Residents offer input on developing neglected Pompano Beach park

By Elizabeth Roberts, News Source @sunsentinel

Antwaun Moore looked from the mobile stage to the nighttime yoga, to canary yellow risers, to a proposed play area – and stopped. The 11-year-old Cresthaven Elementary School student’s face relaxed into a grin.

“Kids should come here more often,” he said, indicating why he favored that approach to transforming Pompano Beach’s Annie Gillis Park. “We have one park but it’s a little bit messed up. If we could have a park like that? With swings? It’s colorful and looks really exciting.”

But, as resident Velma Flowers pointed out, turnout was surprisingly light.

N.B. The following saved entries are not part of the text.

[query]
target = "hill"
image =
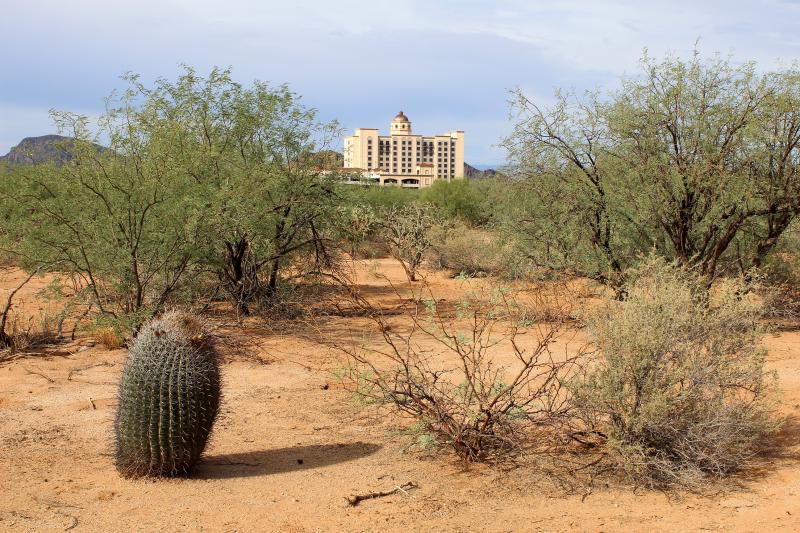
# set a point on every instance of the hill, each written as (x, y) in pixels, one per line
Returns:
(43, 149)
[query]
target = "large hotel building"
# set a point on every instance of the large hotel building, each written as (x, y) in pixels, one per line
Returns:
(402, 158)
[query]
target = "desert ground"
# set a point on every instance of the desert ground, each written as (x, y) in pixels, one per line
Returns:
(291, 444)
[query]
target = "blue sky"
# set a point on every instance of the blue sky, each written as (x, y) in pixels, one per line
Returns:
(454, 61)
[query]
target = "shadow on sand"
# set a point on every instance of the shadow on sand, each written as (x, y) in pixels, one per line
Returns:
(265, 462)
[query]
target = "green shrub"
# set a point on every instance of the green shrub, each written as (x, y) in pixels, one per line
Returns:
(168, 398)
(477, 253)
(681, 391)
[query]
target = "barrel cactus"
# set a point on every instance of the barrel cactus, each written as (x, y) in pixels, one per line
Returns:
(168, 398)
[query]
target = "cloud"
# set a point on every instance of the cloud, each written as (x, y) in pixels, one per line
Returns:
(448, 63)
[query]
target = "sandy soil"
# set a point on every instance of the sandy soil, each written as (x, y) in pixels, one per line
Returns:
(290, 445)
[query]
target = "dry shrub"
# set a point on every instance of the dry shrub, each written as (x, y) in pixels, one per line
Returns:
(24, 333)
(681, 391)
(477, 377)
(109, 338)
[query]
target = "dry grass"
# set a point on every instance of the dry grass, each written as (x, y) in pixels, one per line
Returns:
(109, 338)
(25, 333)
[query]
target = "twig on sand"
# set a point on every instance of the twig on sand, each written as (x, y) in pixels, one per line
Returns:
(358, 498)
(37, 373)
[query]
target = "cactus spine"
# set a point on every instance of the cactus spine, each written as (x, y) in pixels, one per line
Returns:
(168, 398)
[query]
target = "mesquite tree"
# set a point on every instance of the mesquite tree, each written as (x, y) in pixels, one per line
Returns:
(696, 159)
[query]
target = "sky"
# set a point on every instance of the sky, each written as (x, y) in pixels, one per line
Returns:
(448, 64)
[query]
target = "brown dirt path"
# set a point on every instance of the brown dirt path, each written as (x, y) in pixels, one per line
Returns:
(287, 450)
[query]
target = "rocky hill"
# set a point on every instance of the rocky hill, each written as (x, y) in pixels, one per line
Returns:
(34, 150)
(473, 173)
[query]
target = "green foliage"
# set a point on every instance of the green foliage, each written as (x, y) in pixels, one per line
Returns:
(681, 391)
(169, 394)
(479, 252)
(697, 159)
(459, 198)
(201, 175)
(408, 230)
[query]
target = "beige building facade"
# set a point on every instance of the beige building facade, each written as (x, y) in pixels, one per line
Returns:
(403, 158)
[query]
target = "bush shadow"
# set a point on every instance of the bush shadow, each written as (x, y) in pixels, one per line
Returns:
(279, 460)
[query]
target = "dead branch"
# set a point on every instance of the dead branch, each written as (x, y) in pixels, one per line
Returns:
(40, 374)
(358, 498)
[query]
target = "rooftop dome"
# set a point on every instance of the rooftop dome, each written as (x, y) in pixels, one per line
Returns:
(400, 118)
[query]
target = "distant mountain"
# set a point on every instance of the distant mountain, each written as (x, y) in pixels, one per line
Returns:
(473, 173)
(44, 149)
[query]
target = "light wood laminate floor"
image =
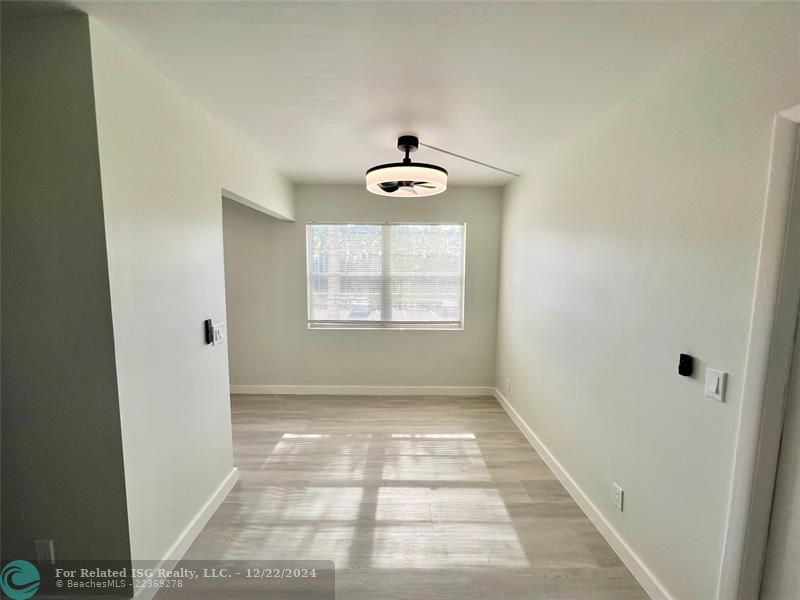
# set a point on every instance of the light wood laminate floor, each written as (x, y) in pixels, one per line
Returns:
(413, 498)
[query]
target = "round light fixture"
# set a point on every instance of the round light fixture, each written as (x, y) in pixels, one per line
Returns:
(407, 179)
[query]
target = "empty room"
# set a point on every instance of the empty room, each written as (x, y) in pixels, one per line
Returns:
(400, 300)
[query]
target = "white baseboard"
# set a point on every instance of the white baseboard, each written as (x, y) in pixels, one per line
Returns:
(363, 390)
(192, 530)
(654, 588)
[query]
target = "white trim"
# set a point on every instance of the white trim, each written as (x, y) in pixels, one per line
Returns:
(192, 530)
(362, 390)
(767, 365)
(646, 578)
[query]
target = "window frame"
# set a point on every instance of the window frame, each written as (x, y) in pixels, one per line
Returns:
(357, 325)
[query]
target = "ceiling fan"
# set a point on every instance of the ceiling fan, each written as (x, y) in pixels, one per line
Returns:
(410, 179)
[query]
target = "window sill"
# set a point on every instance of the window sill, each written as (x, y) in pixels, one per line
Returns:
(386, 327)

“If [food] doesn’t bring them out,” said Flowers, who volunteers with the Community Redevelopment Agency because she owns three businesses and two houses in its district, “I don’t think anything will.”

Still, those who came brought ideas.

“There are a lot of kids in this area,” explained Tasha Wilson, who lives adjacent to the park, “and nobody watches them … it’s safer without the [proposed] play equipment.”

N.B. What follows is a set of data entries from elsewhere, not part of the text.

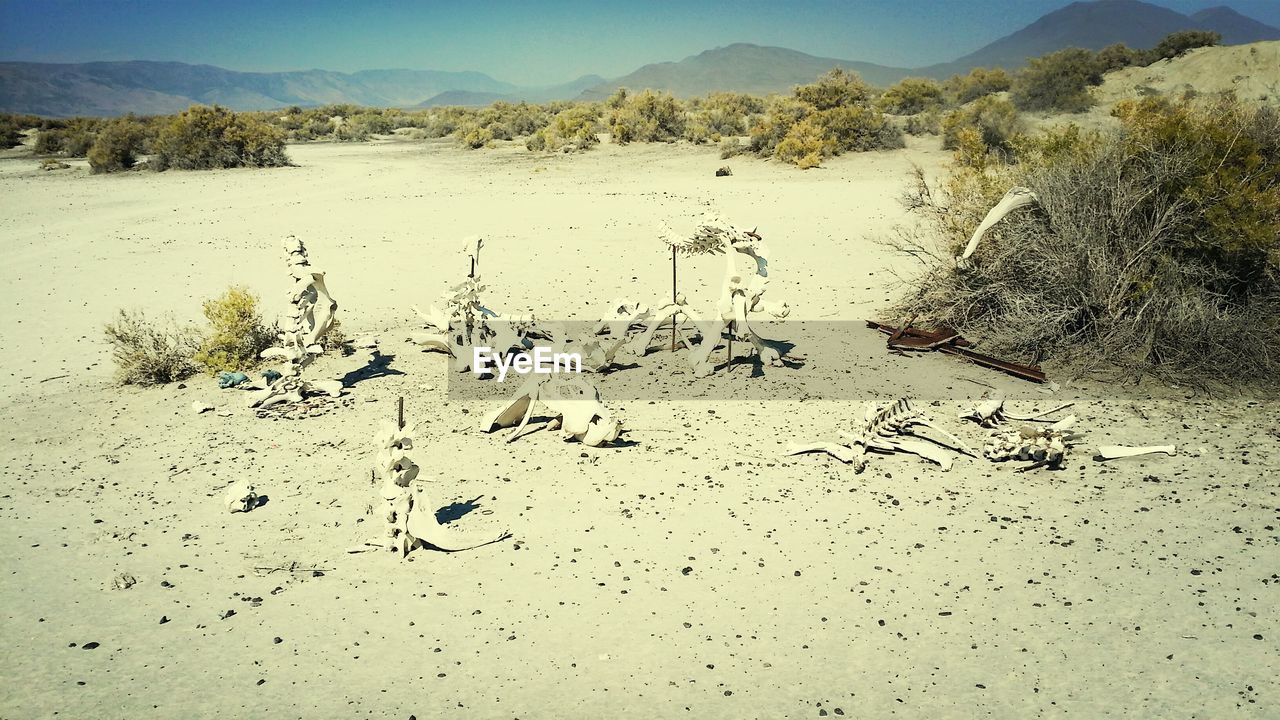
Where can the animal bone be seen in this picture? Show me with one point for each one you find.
(408, 511)
(882, 431)
(1116, 451)
(741, 294)
(240, 497)
(300, 341)
(990, 410)
(1042, 446)
(574, 402)
(1013, 200)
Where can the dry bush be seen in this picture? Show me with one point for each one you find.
(961, 90)
(1059, 81)
(645, 117)
(910, 96)
(995, 121)
(206, 137)
(237, 333)
(147, 352)
(572, 128)
(117, 146)
(1156, 250)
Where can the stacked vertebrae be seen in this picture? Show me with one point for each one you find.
(310, 318)
(396, 470)
(1040, 446)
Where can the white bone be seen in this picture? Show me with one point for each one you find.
(1013, 200)
(1116, 451)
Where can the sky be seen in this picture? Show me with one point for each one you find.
(524, 42)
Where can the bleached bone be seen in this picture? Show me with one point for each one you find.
(311, 317)
(1041, 446)
(408, 510)
(741, 294)
(574, 401)
(1116, 451)
(883, 429)
(990, 410)
(1013, 200)
(240, 497)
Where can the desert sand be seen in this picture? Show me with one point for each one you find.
(693, 572)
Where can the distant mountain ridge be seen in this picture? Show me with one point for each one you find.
(155, 87)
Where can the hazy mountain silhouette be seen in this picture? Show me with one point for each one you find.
(149, 87)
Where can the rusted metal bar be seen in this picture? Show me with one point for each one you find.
(946, 340)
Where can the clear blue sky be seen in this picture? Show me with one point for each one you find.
(525, 42)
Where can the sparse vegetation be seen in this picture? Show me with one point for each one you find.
(910, 96)
(147, 352)
(1157, 249)
(237, 333)
(206, 137)
(117, 146)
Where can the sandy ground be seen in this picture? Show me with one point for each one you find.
(690, 573)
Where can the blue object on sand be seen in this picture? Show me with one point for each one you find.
(231, 379)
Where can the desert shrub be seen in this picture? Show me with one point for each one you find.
(205, 137)
(237, 333)
(645, 117)
(572, 128)
(924, 123)
(1059, 81)
(1155, 250)
(781, 114)
(1118, 57)
(961, 90)
(731, 147)
(721, 114)
(910, 96)
(147, 352)
(993, 119)
(805, 145)
(836, 89)
(1179, 42)
(474, 135)
(117, 146)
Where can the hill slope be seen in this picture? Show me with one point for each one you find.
(1100, 23)
(741, 68)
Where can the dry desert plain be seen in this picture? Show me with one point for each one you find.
(690, 573)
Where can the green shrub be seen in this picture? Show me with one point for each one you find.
(836, 89)
(117, 146)
(1179, 42)
(645, 117)
(781, 114)
(1155, 247)
(910, 96)
(961, 90)
(147, 352)
(572, 128)
(205, 137)
(237, 333)
(993, 119)
(1059, 81)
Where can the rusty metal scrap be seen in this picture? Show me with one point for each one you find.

Linda Hunter, a 41-year-resident of Pompano Beach, felt otherwise about the proposed additions. “I like the shade — and the play structure, but not the concert stage,” she said. “And I’d like to see that happen as soon as possible.”

Jackie Dawson has lived near the park for three decades. Whatever goes there, she looks forward to its revival.

“They used to have little concerts here,” she said.